Si vous voulez en prendre plein les yeux, ne cherchez plus! Rendez-vous au MAD Paris (Musée des Arts Décoratifs de Paris) pour vous éblouir de la nouvelle exposition qui s’y tient depuis le 21 octobre dernier et jusqu’au 20 février 2022: Cartier et les arts de l’Islam – aux sources de la modernité.
En premier lieu, vous vous dites que cette exposition est dédiée aux initiés, que vous y connaissez peu de choses aux arts de l’Islam, et que Cartier, vous connaissez de nom mais ses bijoux vous restent pour la plupart inaccessibles.

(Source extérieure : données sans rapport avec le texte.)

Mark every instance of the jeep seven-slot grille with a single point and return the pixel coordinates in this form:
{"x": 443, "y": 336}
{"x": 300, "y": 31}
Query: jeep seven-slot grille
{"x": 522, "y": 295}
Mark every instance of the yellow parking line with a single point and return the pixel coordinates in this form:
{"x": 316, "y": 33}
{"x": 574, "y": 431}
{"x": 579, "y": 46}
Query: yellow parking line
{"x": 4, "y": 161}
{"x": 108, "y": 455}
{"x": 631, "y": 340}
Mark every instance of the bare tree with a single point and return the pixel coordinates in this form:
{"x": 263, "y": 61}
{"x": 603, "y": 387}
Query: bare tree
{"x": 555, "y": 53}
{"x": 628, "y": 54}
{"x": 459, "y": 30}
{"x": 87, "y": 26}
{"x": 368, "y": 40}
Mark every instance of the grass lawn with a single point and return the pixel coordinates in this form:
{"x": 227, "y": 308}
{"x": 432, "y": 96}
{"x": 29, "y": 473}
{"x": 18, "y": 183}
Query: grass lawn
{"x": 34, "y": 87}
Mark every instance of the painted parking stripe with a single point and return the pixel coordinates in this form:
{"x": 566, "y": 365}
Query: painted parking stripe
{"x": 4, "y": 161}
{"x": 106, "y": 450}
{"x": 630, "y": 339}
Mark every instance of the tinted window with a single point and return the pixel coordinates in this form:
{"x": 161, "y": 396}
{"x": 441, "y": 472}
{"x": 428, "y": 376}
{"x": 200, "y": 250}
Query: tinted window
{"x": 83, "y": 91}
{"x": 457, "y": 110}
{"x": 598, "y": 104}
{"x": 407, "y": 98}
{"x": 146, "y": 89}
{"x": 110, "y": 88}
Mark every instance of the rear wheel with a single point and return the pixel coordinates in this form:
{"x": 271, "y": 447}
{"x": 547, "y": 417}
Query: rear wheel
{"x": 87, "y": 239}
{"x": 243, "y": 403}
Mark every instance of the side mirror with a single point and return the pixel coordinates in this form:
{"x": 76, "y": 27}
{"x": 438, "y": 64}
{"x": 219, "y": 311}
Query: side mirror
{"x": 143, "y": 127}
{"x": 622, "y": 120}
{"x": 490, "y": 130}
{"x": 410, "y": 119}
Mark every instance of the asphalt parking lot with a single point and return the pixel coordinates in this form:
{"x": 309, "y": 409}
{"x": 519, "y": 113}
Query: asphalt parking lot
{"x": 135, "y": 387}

Et bien détrompez-vous ! A travers plus de 500 pièces -bijoux, objets, œuvres d’art, dessins, livres, photographies, documents d’archives-, et une superbe scénographie du cabinet d’architecte américain DS+R (Diller Scofidio + Renfro), didactique et réalisée avec pédagogie comme c’est toujours le cas aux MAD Paris, vous comprendrez facilement et avec émerveillement les influences des arts de l’Islam sur la création et la fabrication de bijoux et objets précieux de la Maison Cartier, du début du 20e siècle à aujourd’hui. Une influence qui donnera toute sa modernité à ce célèbre haut joailler.
A travers un parcours de visite court, thématique et chronologique, l’exposition revient, dans une première partie, sur l’histoire de la Maison Cartier, créée en 1847 par Louis-François Cartier dont le fils Alfred, et le petit-fils Louis, feront la renommée internationale ; et sur l’origine de l’intérêt pour l’art et l’architecture islamiques qui s’imposeront comme autant de nouvelles sources d’inspiration au début du 20e siècle.

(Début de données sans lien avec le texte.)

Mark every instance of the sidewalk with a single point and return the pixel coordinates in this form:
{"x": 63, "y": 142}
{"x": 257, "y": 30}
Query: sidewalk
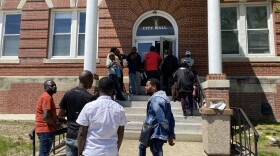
{"x": 130, "y": 147}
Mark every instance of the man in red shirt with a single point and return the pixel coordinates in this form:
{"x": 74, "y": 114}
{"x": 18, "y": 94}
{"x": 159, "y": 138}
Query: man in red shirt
{"x": 151, "y": 63}
{"x": 45, "y": 122}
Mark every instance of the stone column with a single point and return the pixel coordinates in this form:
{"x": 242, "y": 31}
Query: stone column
{"x": 215, "y": 123}
{"x": 91, "y": 36}
{"x": 214, "y": 37}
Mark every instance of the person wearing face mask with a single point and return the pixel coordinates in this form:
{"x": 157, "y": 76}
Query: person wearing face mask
{"x": 45, "y": 122}
{"x": 188, "y": 58}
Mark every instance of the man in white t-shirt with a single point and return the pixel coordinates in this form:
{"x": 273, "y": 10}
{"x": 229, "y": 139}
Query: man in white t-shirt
{"x": 101, "y": 124}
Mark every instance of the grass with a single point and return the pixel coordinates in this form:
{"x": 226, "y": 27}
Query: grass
{"x": 268, "y": 129}
{"x": 14, "y": 138}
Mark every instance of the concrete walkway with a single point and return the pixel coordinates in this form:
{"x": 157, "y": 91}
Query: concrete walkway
{"x": 130, "y": 147}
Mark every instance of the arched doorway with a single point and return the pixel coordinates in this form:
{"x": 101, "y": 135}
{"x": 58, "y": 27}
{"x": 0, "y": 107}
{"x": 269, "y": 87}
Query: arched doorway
{"x": 155, "y": 28}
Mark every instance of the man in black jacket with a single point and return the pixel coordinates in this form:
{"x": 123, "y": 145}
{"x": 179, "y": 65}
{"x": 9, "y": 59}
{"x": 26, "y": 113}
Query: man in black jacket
{"x": 169, "y": 66}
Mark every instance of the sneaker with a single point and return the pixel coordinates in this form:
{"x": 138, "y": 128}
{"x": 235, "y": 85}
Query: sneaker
{"x": 121, "y": 99}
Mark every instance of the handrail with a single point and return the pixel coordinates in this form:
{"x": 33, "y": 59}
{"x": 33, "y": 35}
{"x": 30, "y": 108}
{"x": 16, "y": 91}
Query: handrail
{"x": 241, "y": 127}
{"x": 200, "y": 91}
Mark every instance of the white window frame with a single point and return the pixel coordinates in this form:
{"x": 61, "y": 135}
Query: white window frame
{"x": 6, "y": 59}
{"x": 74, "y": 34}
{"x": 242, "y": 29}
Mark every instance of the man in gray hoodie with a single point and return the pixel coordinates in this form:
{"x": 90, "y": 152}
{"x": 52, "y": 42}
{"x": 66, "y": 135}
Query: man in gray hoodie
{"x": 160, "y": 116}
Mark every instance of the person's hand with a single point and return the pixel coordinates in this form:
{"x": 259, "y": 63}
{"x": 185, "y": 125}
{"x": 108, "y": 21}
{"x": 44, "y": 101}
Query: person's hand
{"x": 58, "y": 126}
{"x": 170, "y": 141}
{"x": 95, "y": 77}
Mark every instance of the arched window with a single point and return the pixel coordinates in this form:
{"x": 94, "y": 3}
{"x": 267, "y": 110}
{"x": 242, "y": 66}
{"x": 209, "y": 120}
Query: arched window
{"x": 155, "y": 26}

Dans une seconde partie, vous découvrirez une magnifique et riche sélection de bijoux et de créations de la Maison Cartier illustrant le répertoire des nombreuses formes inspirées par les arts de l’Islam qu’elle a utilisé et utilise encore.
La Visite de l’exposition
Dès le début de l’exposition, en gravissant les quelques marches qui y conduisent, je me retrouve face à trois créations emblématiques de la Maison Cartier qui sont mises en regards d’œuvres d’art islamiques. La beauté de ces pièces donne le ton de ce qui va suivre!

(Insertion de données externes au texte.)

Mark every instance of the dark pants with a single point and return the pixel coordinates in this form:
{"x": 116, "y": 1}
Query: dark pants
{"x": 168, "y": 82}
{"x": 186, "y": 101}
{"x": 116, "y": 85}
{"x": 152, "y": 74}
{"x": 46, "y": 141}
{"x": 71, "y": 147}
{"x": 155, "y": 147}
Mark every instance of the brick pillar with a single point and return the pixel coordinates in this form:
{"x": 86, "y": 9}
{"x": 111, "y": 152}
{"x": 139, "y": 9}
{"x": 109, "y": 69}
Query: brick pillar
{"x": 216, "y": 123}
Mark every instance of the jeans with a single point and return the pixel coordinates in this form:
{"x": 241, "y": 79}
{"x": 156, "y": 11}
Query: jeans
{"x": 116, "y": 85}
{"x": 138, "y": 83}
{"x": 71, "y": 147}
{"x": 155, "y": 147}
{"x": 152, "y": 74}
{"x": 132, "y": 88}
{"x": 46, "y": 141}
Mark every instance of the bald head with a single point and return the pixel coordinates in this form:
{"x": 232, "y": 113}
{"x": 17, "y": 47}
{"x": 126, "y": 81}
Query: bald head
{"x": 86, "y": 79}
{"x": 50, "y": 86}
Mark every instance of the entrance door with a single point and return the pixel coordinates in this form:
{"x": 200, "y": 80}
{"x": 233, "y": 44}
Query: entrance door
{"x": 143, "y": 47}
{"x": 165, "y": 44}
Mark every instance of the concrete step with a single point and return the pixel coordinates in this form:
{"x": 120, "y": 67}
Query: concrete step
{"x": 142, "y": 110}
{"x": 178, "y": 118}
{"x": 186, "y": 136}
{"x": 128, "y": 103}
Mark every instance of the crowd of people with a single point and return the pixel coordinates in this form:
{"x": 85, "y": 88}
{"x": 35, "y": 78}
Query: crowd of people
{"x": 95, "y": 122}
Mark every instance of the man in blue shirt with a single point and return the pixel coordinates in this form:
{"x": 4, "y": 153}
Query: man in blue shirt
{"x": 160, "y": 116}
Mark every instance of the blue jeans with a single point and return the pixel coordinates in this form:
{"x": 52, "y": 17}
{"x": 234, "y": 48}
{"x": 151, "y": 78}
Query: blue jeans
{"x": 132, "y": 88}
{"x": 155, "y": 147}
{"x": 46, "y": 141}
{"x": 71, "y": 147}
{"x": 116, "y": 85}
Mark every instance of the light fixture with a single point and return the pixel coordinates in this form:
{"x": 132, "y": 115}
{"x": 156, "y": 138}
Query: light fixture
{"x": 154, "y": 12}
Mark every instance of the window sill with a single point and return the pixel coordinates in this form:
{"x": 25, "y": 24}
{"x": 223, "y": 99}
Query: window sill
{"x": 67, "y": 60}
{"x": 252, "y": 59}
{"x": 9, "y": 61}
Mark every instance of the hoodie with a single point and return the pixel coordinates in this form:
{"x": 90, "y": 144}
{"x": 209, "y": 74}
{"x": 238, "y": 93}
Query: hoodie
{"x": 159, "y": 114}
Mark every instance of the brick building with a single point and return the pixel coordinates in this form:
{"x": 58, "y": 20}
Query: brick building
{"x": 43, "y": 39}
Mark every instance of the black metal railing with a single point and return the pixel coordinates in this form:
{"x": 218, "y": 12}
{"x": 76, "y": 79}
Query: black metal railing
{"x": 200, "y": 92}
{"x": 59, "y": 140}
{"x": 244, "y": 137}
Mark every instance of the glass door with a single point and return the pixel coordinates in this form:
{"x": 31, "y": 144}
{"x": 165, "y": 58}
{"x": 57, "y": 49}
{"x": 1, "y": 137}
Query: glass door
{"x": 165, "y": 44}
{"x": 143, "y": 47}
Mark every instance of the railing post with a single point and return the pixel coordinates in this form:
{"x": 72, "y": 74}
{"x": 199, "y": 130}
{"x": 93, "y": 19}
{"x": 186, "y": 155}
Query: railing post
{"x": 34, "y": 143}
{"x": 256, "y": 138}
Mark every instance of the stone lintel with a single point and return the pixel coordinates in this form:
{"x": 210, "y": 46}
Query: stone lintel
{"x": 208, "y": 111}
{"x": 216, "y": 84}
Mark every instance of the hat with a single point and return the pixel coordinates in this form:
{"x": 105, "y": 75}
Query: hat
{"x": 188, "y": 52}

Point Histoire ! Avant de pénétrer dans la première salle, je vous propose un point rapide et historique sur les débuts de la Maison Cartier. Après avoir débuté sa carrière de joailler chez Adolphe Picard qui lui cèdera son atelier en 1847, Louis-François Cartier (1819-1904) fonde sa propre entreprise spécialisée dans la vente de bijoux et objets d’art à laquelle il associe son fils Alfred (1841-1925) en 1872. L’aîné d’Alfred, Louis (1875-1942), qui s’associe à lui en 1898, fait déménager la Maison au 13 rue de la Paix en 1899, haut lieu de la mode et de la joaillerie parisiennes. C’est là, et surtout dans les années suivantes, que Cartier commence la création de bijoux en son nom propre, et que l’entreprise se dote d’un studio de dessinateurs, avant d’y installer un atelier de fabrication en 1929. Au début du 20e siècle, Cartier lance donc ses propres collections tout en continuant d’acheter et vendre des bijoux et objets d’arts : porcelaine de Sèvres, petits tableaux, bijoux indiens ou Renaissance…. Et œuvres islamiques. En 1902, la Maison prend une dimension internationale avec l’ouverture d’une filiale à Londres dirigée par Pierre, le deuxième fils d’Alfred ; et en 1909 une branche américaine est inaugurée à New York sous la direction de Pierre, Jacques, le troisième et dernier fils, prenant les rênes de la succursale londonienne. C’est aussi à cette période que l’intérêt de la famille Cartier pour les arts de l’Islam va commencer., et que leur collection va s'enrichir et influencer les créations de la Maison.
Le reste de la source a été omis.